The International Monetary Fund on Tuesday slashed India’s economic growth forecast for 2022-’23 to 7.4% from its April estimate of 8.2%.
In its World Economic Outlook Update July 2022 report, the IMF cited vulnerability of the Indian economy to external shocks and rapid monetary policy tightening as reasons behind the change in its forecast.
The financial institution also cut India’s growth forecast for the next fiscal year (2023-’24) by 0.8 percentage points to 6.1%.
However, for this financial year, India remained the second fastest growing economies across the world behind Saudi Arabia, which is likely to grow by 7.6% in 2022-’23.
The International Monetary Fund has also cut the global growth outlook to 3.2% from the estimated 3.6% in April.
“The tentative global recovery in 2021 has been followed by increasingly gloomy developments in 2022 because of tighter financial conditions, a worse-than-anticipated slowdown in China, and negative spillovers from the war in Ukraine,” the IMF said in its report.
In July, Japanese financial holding agency Nomura had lowered India’s growth forecast for the current fiscal year to 4.7% from its previous estimate of 5.4%. The agency cited fear of recession, rising interest rates, monetary policy tightening and inflation for its reduced projection.
India’s retail inflation has stayed above the Reserve Bank of India’s upper tolerance level of 6% for six straight months till June.The price-rise indicator had touched an eight-year-high of 7.79% in April.
In June, the Reserve Bank of India’s monetary policy committee raised the repo rate by 50 basis points to 4.90% in an attempt to control inflation. This was the second hike in the repo rate within five weeks. The repo rate is the interest rate at which the central bank lends to commercial banks.
In June, the United States-based credit rating agency Fitch also lowered India’s growth forecast for the current fiscal year to 7.8% from its previous estimate of 8.5% made in March.

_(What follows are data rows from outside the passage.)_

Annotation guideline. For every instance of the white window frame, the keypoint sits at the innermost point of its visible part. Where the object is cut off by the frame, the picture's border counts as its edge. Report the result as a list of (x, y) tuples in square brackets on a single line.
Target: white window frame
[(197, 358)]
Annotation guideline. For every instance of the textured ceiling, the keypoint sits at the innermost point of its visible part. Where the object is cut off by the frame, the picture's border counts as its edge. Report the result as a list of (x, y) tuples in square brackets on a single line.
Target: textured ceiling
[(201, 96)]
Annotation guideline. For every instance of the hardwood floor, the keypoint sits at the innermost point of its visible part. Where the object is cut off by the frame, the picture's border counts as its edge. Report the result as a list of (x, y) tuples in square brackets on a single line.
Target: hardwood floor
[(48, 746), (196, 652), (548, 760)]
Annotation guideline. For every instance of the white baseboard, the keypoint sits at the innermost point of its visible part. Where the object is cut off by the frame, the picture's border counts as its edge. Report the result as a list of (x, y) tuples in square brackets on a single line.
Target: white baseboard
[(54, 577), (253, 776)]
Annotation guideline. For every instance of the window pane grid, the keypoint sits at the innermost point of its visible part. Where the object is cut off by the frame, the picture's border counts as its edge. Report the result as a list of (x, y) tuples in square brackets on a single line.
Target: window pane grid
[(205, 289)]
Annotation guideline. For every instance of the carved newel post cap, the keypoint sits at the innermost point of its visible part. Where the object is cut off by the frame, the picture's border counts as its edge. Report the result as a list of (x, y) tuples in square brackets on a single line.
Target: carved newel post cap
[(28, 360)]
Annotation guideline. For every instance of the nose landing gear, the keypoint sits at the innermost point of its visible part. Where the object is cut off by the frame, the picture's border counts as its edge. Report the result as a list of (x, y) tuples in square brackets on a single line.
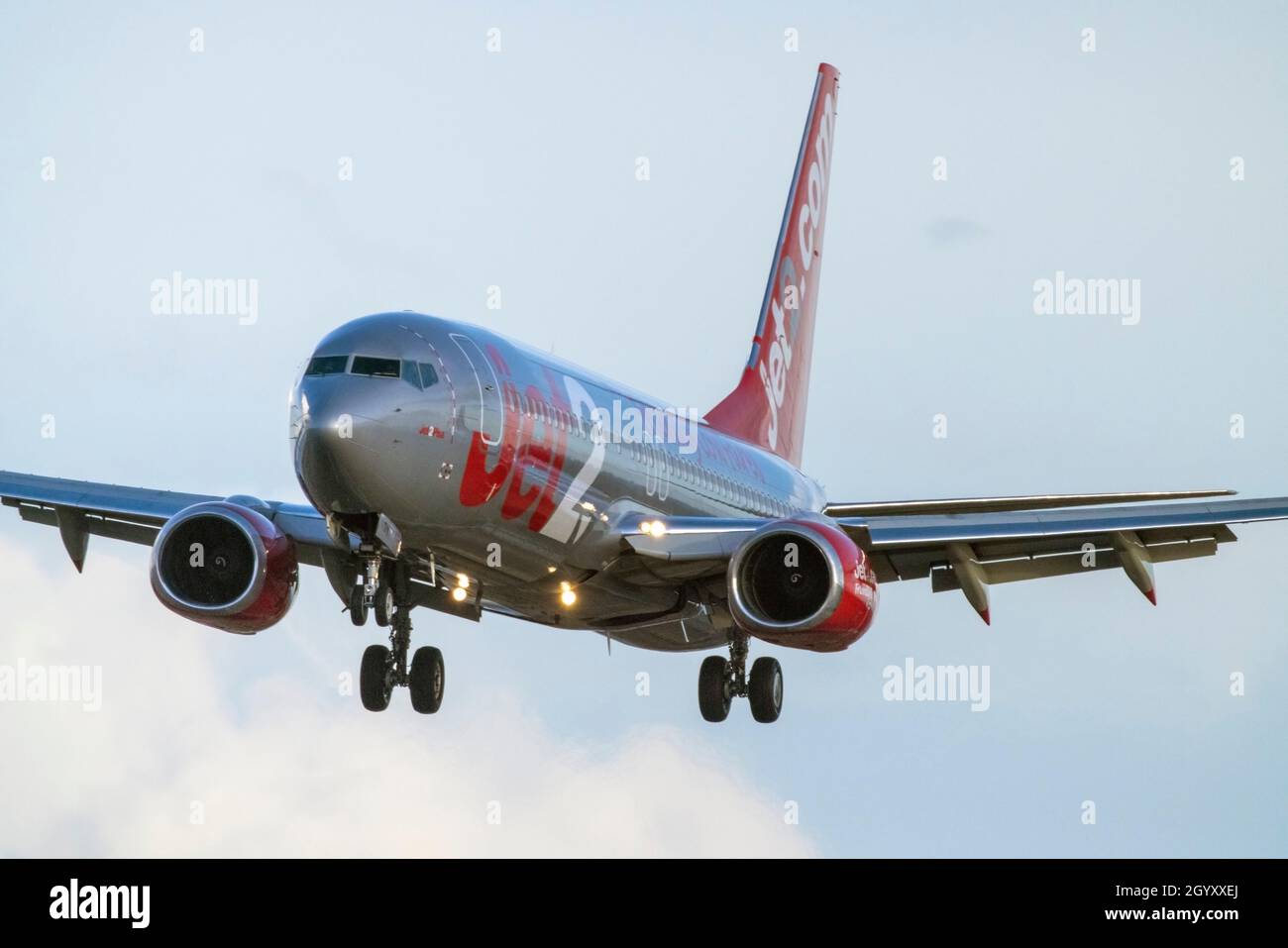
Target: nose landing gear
[(721, 681), (385, 668)]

In the same month, the World Bank had lowered India’s growth forecast for the current fiscal year to 7.5% from its earlier estimate of 8% announced in April.
The world may be heading for recession: IMF
International Monetary Fund’s Chief Economist Pierre-Olivier Gourinchas wrote in a blog on Tuesday that the global economic output has depreciated since April and that the world could be “teetering on the edge of a global recession”.
According to the IMF report released on Tuesday, the global output is expected to slow down at 2.9% in 2023 because of the increased interest rates issued by central banks to contain inflation. Other reasons include the European Union banning Russian oil imports in the light of Moscow’s attack on Kyiv and financial tightening around the world.
The growth is further dragged by the high debts incurred by developing economies and high global borrowing rate, Bloomberg reported. According to the World Bank estimate, about 60% of the world’s 75 poorest countries are in or at risk of debt distress, which is spreading to middle-income countries.
“What is really important here is that in a sense there is one overwhelming priority at this point, and it is to bring back price stability in advanced economies and in emerging markets as well, that many of them have seen elevated price pressure,” he said.
The International Monetary Fund report also suggests tighter monetary policy as the priority to control inflation. “This will inevitably have real economic costs, but the delay will only exacerbate them,” it said.